From Scratch to Scale: Turning LLM Code into Architecture Insights Keynote

Sebastian Raschka

Keynote
Python Skill Intermediate
Domain Expertise Intermediate
Tuesday 10:30 in None

Python has been at the center of my work in machine learning and AI for more than a decade. It is where I start from scratch, experiment with ideas, and build systems that help me understand how large language models really work.

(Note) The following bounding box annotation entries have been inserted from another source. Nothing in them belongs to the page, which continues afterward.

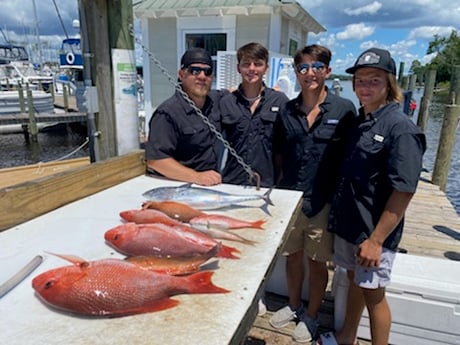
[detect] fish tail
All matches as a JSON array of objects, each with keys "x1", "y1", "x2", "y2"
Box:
[
  {"x1": 260, "y1": 187, "x2": 274, "y2": 216},
  {"x1": 251, "y1": 219, "x2": 266, "y2": 229},
  {"x1": 186, "y1": 271, "x2": 230, "y2": 293},
  {"x1": 262, "y1": 187, "x2": 275, "y2": 206},
  {"x1": 216, "y1": 245, "x2": 241, "y2": 259}
]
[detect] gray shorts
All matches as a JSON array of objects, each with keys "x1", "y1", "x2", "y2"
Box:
[
  {"x1": 333, "y1": 236, "x2": 396, "y2": 289},
  {"x1": 283, "y1": 205, "x2": 334, "y2": 262}
]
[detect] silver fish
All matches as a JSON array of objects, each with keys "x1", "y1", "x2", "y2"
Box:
[{"x1": 142, "y1": 183, "x2": 273, "y2": 210}]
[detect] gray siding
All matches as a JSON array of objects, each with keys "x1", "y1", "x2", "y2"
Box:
[{"x1": 148, "y1": 18, "x2": 178, "y2": 108}]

In this keynote, I will look at what it means to build and study LLMs in Python today. Starting from small, from-scratch implementations, I will show how Python and PyTorch help us understand modern model architectures, compare new designs against reference code, and learn details that papers often leave out. I will then connect those implementation lessons to current LLM trends, especially the push to reduce inference costs and KV-cache pressure as reasoning models and agentic workflows need longer contexts. At the end, I will also share a practical roadmap of libraries, open projects, and learning resources for going from first principles to real-world LLM development.

Sebastian Raschka

Sebastian is an LLM Research Engineer with over a decade of experience in artificial intelligence. His work bridges academia and industry, including roles as a senior engineer at Lightning AI and a statistics professor at the University of Wisconsin–Madison.

He is also the author of Build a Large Language Model (From Scratch).

His expertise lies in LLM research and the development of high-performance AI systems, with a strong focus on practical, code-driven implementations.